Приблизившиеся Фока Мазура и шеф Ионеску услыхали, по счастью, только последние слова.
Фока вмешался в разговор. Он сказал своим сладким, но все же нудным голосом, что хотя машина делает свое дело, конечно, быстро и неплохо, но это против бога.
— Вспомни, Иван, — сказал он, — чтб в священном писании говорится: «В поте лица своего будешь ты добывать хлеб свой». Вот как господь говорит! Не машина, значит, должна хлеб добывать, а сам человек!
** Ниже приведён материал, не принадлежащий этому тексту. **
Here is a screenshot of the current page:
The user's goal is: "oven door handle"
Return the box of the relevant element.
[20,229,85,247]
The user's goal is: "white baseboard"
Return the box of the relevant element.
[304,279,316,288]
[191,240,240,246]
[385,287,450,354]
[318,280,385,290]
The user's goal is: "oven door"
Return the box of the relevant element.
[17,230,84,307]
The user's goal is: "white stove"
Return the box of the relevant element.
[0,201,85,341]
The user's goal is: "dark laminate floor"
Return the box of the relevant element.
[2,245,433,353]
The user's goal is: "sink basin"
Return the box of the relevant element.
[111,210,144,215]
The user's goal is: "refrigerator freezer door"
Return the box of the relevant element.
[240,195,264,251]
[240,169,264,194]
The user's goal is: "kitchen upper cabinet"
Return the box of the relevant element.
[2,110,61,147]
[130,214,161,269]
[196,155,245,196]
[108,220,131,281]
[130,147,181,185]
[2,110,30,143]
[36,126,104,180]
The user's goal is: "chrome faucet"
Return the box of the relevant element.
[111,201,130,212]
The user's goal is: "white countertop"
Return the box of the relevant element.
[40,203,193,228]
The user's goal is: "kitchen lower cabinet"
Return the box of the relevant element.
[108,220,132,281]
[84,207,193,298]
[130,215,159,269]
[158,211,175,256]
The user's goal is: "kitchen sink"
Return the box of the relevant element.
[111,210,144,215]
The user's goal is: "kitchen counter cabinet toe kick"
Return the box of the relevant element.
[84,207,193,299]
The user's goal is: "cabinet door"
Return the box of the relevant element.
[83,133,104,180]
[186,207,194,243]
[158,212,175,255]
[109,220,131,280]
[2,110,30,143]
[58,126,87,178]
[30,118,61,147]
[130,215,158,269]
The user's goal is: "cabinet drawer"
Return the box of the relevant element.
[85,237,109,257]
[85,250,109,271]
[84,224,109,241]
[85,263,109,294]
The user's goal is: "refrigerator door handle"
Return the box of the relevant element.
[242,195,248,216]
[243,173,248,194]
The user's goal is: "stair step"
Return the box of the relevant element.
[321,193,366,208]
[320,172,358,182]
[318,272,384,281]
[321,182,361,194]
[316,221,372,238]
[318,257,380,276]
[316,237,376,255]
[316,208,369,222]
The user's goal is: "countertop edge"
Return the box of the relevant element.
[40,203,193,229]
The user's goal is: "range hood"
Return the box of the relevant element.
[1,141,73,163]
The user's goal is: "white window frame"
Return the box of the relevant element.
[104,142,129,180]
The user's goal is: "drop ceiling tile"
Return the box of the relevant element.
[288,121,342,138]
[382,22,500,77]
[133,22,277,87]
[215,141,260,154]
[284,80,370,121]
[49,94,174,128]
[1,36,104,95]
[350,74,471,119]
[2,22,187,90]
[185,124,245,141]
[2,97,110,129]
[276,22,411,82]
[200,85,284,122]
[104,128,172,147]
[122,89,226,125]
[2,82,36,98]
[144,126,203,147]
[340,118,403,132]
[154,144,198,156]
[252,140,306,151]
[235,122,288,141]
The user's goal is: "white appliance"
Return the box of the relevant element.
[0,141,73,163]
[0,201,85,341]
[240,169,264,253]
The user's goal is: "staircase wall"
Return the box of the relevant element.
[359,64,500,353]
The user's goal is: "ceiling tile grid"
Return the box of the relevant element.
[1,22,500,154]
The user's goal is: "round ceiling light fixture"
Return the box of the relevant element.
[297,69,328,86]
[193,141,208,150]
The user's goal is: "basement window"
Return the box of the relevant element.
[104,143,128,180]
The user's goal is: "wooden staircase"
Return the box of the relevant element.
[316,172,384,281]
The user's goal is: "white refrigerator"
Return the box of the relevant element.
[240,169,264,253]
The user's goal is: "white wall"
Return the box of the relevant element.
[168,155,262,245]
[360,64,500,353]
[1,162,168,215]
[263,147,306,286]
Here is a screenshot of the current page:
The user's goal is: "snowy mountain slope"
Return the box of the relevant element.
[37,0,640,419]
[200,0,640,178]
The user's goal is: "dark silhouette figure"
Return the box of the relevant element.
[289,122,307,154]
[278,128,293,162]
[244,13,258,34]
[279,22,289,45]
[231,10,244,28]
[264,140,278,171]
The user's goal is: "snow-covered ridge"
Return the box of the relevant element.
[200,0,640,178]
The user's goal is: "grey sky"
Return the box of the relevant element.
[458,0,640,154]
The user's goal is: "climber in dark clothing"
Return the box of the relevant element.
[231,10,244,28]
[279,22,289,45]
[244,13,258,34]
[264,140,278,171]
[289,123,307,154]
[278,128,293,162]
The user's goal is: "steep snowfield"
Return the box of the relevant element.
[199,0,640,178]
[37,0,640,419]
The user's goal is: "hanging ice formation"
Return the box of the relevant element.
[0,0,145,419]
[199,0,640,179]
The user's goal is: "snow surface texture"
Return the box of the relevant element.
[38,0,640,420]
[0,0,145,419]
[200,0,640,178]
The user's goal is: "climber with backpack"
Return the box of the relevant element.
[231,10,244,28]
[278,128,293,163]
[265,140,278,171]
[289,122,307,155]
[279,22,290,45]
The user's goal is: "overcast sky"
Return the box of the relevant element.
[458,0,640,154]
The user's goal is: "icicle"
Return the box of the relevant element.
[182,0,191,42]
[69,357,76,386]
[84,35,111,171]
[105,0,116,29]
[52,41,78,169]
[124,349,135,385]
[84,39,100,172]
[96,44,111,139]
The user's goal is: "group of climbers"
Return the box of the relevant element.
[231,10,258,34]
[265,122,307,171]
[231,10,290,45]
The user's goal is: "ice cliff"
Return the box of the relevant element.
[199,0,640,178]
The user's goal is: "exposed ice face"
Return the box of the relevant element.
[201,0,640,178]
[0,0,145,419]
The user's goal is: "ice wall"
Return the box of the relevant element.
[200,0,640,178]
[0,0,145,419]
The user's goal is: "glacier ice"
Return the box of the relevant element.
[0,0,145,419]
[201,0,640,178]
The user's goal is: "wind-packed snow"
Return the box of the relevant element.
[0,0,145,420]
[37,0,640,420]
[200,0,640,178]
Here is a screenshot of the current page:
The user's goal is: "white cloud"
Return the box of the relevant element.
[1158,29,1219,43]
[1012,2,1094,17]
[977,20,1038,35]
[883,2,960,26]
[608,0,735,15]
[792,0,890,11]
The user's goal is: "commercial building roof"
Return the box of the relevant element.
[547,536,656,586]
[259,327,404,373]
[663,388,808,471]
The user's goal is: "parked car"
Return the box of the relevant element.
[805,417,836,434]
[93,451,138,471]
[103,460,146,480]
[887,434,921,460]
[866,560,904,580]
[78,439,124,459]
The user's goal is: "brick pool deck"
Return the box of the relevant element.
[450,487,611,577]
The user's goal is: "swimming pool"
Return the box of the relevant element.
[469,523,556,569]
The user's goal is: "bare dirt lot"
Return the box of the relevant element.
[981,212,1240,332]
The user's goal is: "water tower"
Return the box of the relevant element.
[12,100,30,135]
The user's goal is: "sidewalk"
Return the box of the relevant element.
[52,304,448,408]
Ты вот о чем подумай, Иван, раньше чем говорить.
Кое на кого эти слова подействовали: священное писание!
Другие молчали и несмело ухмылялись: ждали, что ответит острослов Гудзенко.
А Гудзенко вскинул на Мазуру веселые глаза.
— Верно, хозяин Фока, — сказал он. — Вот взять, к примеру, нас. Мы-то поистине в поте лица хлеб добываем. Совсем как в писании сказано! Да только не мы его едим, а ты...
Он сказал это с такой обезоруживающей улыбкой, что все рассмеялись, даже жандармы, и один только Фока Мазура отвернулся и ушел.
Но ушел он обиженный.
В конце июня у него вышла новая стычка с Гудзенко.
Год стоял засушливый. Хлеба горели. Население с мольбой и страхом подымало глаза к небу. Небо молчало.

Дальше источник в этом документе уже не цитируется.